Sección patrocinada por sección patrocinada

Van Gogh

El “selfie” más loco de Van Gogh

El museo de Ámsterdam atribuye al artista un autorretrato de 1889, cuando se encontraba en el sanatorio al padecer psicosis, cuya autoría se había cuestionado hasta ahora

Las cartas que Van Gogh les envió a sus hermanos durante sus últimos años trazan un atolondrado camino de París a Arles, y de ahí al psiquiátrico cerca de Saint-Rémy donde estuvo internado y a Auvers-sur-Oise, donde falleció en 1890. En la capital francesa el artista se sentía exhausto y sufría del estómago; en Arles creía haber encontrado la felicidad en la casa amarilla, aquella que deseaba convertir en un refugio para artistas, pero la convivencia con Gauguin derivó en una crisis que le llevó a internarse en el sanatorio. En mayo de 1889, ya en Saint-Remy, Van Gogh escribió a su hermana Willemein: «No puedo describir con precisión cómo es esto que padezco; algunas veces tengo terribles ataques de ansiedad –sin causa aparente– o un sentimiento de vacío y fatiga mental...y de vez en cuando me atacan la melancolía y un terrible remordimiento».

Dos meses más tarde, durante un episodio psicótico, intentó comerse sus pinturas. Aunque le fueron confiscadas, el artista escribió a su hermano Theo para pedir que se las devolvieran y en la última semana de agosto ya se encontraba lo suficientemente recuperado como para volver al lienzo. Habría sido entonces cuando pintó un autorretrato cuya autoría se ha disputado desde 1970 y que ahora, después de estudiarlo durante cinco años, el Museo Van Gogh ha ratificado como del propio artista. Según Louis van Tilborgh, el investigador principal de la institución, se trata de «la única obra que sepamos que Van Gogh pintó mientras sufría de psicosis». El resultado es el retrato de un hombre claramente enfermo, de hombros caídos y mirada esquiva, triste.

Procedencia incierta

Aunque el artista se pintó a sí mismo en diferentes etapas, algunas mejores que otras, este cuadro difiere notablemente de sus otros 35 autorretratos. De hecho, esa fue una de las razones por las que se puso en duda su autenticidad. El estilo y los tonos utilizados tampoco parecían ser propios de Van Gogh, además de que no se conocía su procedencia. La obra pertenece al Museo Nacional de Noruega desde 1910 y ya desde 1970 se hablaba de que podía ser una falsificación, algo que también sugirió el comisario Johannes Rod en 2003. Hace cinco años la pinacoteca noruega lo envió a Ámsterdam para ser estudiado. Allí está expuesto desde ayer, cuando se verificó la autoría.

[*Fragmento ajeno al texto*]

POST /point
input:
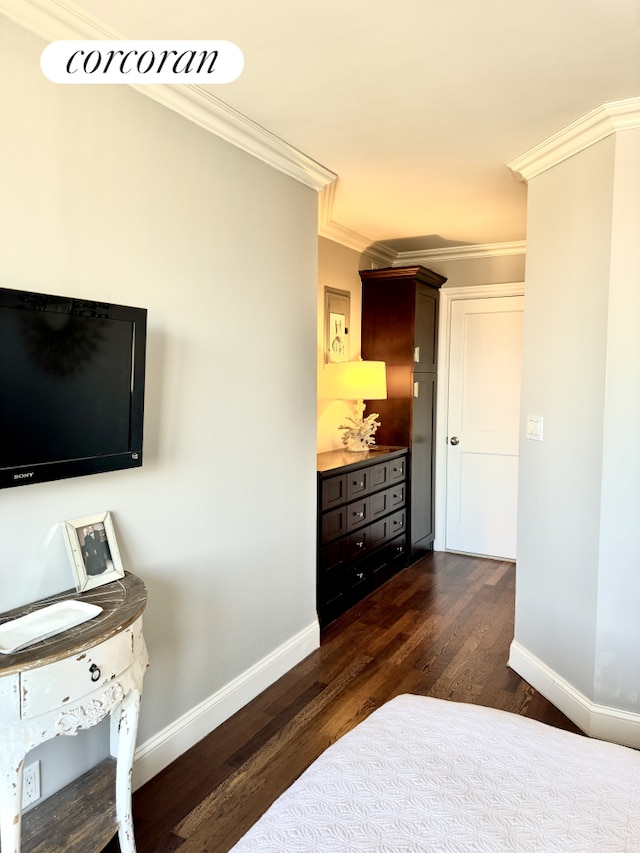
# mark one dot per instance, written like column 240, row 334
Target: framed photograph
column 93, row 550
column 337, row 305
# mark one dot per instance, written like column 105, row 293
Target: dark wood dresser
column 363, row 505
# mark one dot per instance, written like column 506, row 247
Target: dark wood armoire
column 400, row 327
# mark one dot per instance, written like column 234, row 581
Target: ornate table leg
column 124, row 727
column 11, row 768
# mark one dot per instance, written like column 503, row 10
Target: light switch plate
column 534, row 427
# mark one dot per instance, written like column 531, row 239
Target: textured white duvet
column 424, row 774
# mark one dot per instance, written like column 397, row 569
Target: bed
column 422, row 774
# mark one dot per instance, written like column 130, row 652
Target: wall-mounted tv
column 71, row 387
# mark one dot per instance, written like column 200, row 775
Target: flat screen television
column 71, row 387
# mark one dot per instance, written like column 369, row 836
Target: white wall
column 578, row 579
column 107, row 195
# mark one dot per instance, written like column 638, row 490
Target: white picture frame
column 93, row 551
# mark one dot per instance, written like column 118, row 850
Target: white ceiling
column 417, row 105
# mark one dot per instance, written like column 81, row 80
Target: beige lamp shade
column 357, row 380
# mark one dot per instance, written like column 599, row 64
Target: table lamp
column 359, row 381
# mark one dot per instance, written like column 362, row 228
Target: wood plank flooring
column 441, row 627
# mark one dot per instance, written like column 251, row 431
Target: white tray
column 46, row 622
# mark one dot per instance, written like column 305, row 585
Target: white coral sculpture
column 360, row 436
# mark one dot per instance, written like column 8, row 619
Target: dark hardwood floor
column 440, row 628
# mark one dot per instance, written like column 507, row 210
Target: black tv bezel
column 61, row 469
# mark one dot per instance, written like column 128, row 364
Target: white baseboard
column 598, row 721
column 155, row 754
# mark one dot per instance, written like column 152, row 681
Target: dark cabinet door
column 422, row 461
column 400, row 327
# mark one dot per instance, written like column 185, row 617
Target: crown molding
column 590, row 128
column 334, row 231
column 53, row 20
column 461, row 253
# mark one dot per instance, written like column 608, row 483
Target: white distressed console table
column 57, row 687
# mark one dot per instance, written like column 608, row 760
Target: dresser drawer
column 397, row 496
column 334, row 492
column 65, row 681
column 398, row 470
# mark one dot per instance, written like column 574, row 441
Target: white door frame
column 447, row 296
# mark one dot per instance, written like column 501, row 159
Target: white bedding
column 422, row 774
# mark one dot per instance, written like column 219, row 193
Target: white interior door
column 483, row 425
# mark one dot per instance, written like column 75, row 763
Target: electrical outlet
column 31, row 784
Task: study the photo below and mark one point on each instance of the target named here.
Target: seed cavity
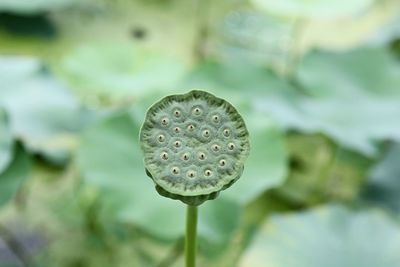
(231, 146)
(177, 143)
(202, 156)
(208, 173)
(165, 121)
(164, 155)
(191, 174)
(177, 113)
(197, 111)
(215, 119)
(177, 130)
(215, 147)
(206, 133)
(226, 132)
(185, 156)
(161, 138)
(175, 170)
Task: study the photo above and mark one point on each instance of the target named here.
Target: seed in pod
(207, 152)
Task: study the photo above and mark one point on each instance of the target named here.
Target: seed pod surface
(194, 146)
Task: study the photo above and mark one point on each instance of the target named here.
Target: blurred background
(317, 81)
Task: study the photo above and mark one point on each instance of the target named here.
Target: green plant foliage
(42, 113)
(218, 219)
(267, 164)
(321, 171)
(330, 109)
(119, 69)
(313, 9)
(34, 6)
(327, 236)
(16, 173)
(6, 141)
(116, 168)
(383, 184)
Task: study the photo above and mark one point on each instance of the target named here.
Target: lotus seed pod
(194, 146)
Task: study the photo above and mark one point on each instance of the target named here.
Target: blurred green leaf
(119, 70)
(110, 159)
(34, 6)
(13, 177)
(218, 219)
(41, 111)
(322, 9)
(328, 236)
(321, 171)
(335, 83)
(363, 72)
(6, 141)
(384, 180)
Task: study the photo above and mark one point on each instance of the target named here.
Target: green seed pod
(194, 146)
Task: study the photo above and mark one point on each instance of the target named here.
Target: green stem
(190, 241)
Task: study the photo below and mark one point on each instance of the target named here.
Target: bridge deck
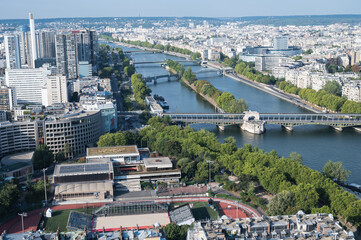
(288, 119)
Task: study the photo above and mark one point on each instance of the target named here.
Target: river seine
(316, 144)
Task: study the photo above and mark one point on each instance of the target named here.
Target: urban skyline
(162, 8)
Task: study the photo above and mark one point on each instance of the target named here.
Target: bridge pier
(288, 128)
(338, 129)
(221, 127)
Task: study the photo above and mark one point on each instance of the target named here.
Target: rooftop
(117, 150)
(160, 162)
(82, 168)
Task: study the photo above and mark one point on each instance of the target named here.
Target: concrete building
(28, 83)
(18, 136)
(83, 182)
(55, 91)
(66, 55)
(33, 39)
(7, 98)
(12, 50)
(117, 155)
(85, 69)
(280, 43)
(80, 130)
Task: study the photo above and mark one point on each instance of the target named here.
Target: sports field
(130, 221)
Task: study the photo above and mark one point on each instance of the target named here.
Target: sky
(19, 9)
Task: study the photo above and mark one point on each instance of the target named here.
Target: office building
(55, 91)
(280, 43)
(7, 98)
(66, 55)
(85, 69)
(28, 83)
(12, 49)
(33, 39)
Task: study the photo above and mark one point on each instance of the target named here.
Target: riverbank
(205, 97)
(187, 57)
(270, 90)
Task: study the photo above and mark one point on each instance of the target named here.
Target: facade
(85, 69)
(12, 50)
(7, 98)
(66, 55)
(280, 43)
(18, 136)
(33, 39)
(267, 63)
(56, 90)
(28, 83)
(80, 130)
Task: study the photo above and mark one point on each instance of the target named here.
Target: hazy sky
(201, 8)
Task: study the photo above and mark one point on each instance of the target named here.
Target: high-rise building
(45, 44)
(280, 43)
(12, 49)
(33, 39)
(55, 91)
(7, 98)
(28, 83)
(66, 55)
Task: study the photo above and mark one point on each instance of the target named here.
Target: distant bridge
(155, 78)
(288, 120)
(164, 62)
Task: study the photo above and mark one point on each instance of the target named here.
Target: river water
(316, 144)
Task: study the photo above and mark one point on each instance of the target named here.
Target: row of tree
(326, 97)
(224, 100)
(247, 69)
(292, 182)
(167, 48)
(140, 90)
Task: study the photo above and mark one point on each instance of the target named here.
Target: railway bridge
(287, 120)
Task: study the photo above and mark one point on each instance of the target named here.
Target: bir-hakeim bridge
(253, 122)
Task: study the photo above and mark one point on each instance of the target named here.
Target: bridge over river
(287, 120)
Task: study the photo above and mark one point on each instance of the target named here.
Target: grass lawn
(200, 210)
(60, 219)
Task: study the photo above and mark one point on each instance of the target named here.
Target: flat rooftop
(159, 163)
(117, 150)
(24, 157)
(82, 169)
(130, 221)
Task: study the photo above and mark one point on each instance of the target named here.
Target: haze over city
(167, 8)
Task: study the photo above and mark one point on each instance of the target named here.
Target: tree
(106, 140)
(296, 157)
(129, 70)
(174, 232)
(332, 87)
(281, 202)
(60, 157)
(42, 157)
(119, 139)
(335, 170)
(306, 197)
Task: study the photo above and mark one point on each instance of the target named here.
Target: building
(79, 129)
(12, 50)
(117, 155)
(85, 69)
(182, 215)
(7, 98)
(33, 39)
(55, 91)
(82, 182)
(268, 62)
(280, 43)
(28, 83)
(66, 55)
(18, 136)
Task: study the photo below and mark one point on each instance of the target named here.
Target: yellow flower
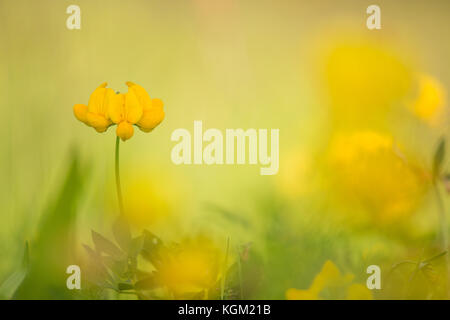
(369, 170)
(430, 101)
(153, 112)
(364, 80)
(191, 267)
(95, 114)
(133, 108)
(330, 284)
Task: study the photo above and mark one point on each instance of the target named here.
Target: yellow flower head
(369, 170)
(330, 284)
(133, 108)
(363, 80)
(191, 267)
(430, 102)
(95, 114)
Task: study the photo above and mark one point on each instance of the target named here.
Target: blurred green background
(231, 64)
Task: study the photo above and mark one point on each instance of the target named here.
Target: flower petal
(141, 94)
(133, 108)
(98, 122)
(152, 116)
(116, 107)
(80, 112)
(124, 130)
(98, 100)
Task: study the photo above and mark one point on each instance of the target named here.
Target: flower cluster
(106, 108)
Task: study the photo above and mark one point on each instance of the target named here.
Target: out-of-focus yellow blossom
(331, 284)
(95, 114)
(152, 109)
(147, 203)
(430, 102)
(133, 108)
(294, 179)
(364, 80)
(369, 170)
(194, 266)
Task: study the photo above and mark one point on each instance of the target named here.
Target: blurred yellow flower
(191, 267)
(331, 284)
(95, 114)
(431, 100)
(133, 108)
(369, 170)
(364, 79)
(147, 202)
(152, 109)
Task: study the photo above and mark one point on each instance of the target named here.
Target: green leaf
(122, 233)
(125, 286)
(54, 244)
(9, 287)
(146, 284)
(151, 246)
(438, 158)
(136, 246)
(103, 245)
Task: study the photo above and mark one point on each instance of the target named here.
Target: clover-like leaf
(438, 159)
(122, 233)
(103, 245)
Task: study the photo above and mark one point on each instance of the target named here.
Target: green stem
(443, 231)
(118, 187)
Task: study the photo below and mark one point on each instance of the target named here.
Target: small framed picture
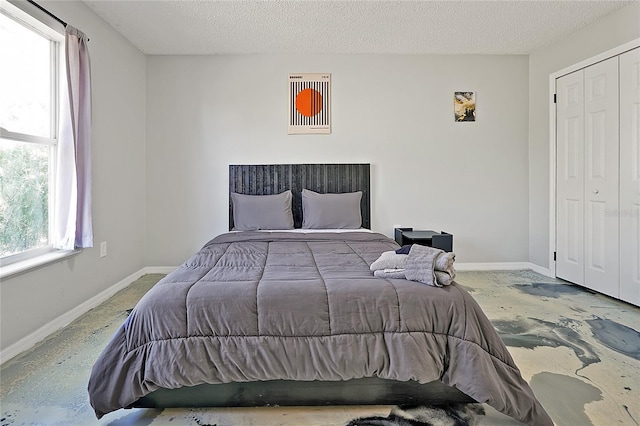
(464, 106)
(309, 104)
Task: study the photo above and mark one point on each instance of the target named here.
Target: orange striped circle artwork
(309, 102)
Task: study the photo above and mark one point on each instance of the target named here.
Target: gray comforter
(266, 306)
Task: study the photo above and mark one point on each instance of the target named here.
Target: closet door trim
(552, 136)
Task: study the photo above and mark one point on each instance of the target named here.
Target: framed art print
(309, 104)
(464, 106)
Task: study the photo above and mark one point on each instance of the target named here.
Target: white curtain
(73, 226)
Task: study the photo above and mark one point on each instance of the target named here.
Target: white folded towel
(423, 264)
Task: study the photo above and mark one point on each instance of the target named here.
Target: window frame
(35, 20)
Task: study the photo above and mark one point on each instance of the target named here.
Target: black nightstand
(442, 240)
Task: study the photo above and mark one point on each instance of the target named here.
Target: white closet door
(601, 239)
(630, 176)
(570, 177)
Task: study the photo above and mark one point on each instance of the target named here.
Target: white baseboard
(65, 319)
(539, 269)
(159, 269)
(493, 266)
(503, 266)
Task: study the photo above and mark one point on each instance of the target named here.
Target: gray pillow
(254, 212)
(331, 211)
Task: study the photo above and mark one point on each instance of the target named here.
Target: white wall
(31, 300)
(394, 111)
(611, 31)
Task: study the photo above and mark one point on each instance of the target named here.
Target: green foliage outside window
(24, 200)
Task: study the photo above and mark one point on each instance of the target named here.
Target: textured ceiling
(351, 27)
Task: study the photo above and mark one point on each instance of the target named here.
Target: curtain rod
(47, 12)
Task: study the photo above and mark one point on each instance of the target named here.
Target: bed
(294, 316)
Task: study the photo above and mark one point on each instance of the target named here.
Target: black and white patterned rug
(426, 415)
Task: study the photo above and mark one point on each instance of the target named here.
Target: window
(30, 53)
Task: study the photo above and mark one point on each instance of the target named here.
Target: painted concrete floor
(579, 351)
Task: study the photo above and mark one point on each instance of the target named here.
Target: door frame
(552, 135)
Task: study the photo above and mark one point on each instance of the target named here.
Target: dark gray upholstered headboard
(269, 179)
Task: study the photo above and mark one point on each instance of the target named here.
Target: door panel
(630, 176)
(601, 177)
(570, 177)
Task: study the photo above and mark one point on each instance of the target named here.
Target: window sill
(23, 266)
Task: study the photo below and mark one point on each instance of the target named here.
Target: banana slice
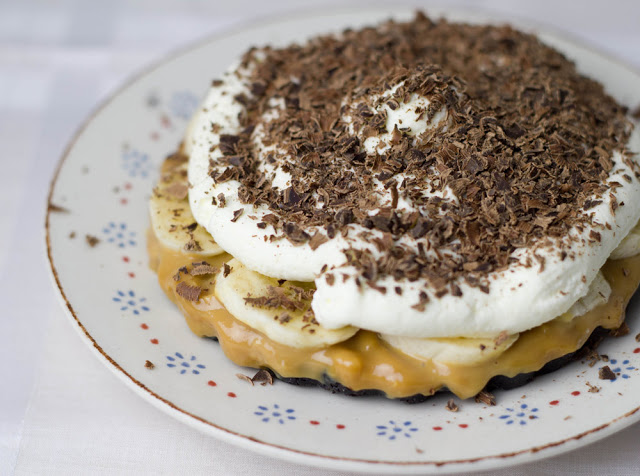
(599, 292)
(171, 218)
(629, 246)
(279, 310)
(454, 350)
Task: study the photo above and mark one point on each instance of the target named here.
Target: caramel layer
(365, 361)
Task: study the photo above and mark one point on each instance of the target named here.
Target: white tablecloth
(61, 411)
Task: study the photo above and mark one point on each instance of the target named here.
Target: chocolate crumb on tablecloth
(188, 292)
(52, 207)
(451, 406)
(92, 240)
(486, 398)
(244, 377)
(527, 147)
(592, 388)
(605, 373)
(263, 377)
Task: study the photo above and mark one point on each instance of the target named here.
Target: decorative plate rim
(275, 450)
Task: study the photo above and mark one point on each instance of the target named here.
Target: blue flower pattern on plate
(129, 301)
(393, 429)
(136, 163)
(118, 234)
(183, 104)
(519, 415)
(622, 369)
(184, 365)
(275, 414)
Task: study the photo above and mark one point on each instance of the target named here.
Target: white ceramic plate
(113, 299)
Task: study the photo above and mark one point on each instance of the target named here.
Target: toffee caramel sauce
(364, 362)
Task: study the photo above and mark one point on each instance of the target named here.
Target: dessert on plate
(401, 209)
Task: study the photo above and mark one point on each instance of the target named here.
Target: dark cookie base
(499, 382)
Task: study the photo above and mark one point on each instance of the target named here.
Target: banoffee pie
(401, 209)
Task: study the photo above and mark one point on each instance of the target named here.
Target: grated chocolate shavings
(188, 292)
(236, 214)
(526, 150)
(192, 245)
(202, 269)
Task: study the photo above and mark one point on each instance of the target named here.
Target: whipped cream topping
(519, 297)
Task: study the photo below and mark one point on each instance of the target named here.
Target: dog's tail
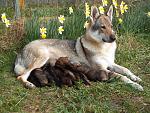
(19, 68)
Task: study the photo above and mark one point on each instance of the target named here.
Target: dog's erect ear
(94, 12)
(110, 12)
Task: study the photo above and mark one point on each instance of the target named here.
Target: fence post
(17, 10)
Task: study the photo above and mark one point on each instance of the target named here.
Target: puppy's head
(100, 26)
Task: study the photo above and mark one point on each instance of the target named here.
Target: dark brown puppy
(40, 77)
(66, 72)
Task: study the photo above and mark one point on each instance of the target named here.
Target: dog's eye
(103, 27)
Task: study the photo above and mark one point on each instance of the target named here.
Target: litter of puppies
(66, 72)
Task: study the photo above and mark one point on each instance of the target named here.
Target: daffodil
(101, 10)
(115, 3)
(120, 20)
(148, 14)
(43, 30)
(117, 13)
(126, 7)
(86, 24)
(70, 10)
(3, 17)
(123, 7)
(105, 2)
(60, 29)
(87, 10)
(61, 19)
(43, 36)
(7, 22)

Ahora se sabe que el artista ofreció el cuadro a sus amigos de Arles Joseph y Marie Ginoux, que lo vendieron en 1896 a Ambroise Vollard (el marchante de París les compró tres Van Gogh por 110 francos). Además del «inusual tipo de lienzo, la paleta sombría y las pinceladas» que coinciden con sus obras de esa misma época, según Van Tilborgh, otra de las razones por las que ahora se le considerar auténtico es una carta que el artista envió a su hermano en la que afirma haber realizado un autorretrato que describe como «un intento de cuando estaba enfermo». Al efecto perturbador del cuadro se suma que Van Gogh haya optado por incluir su mutilada oreja izquierda, a pesar de que en el espejo habría visto reflejada la derecha. Señal, quizá, de todo aquello que echaba en falta.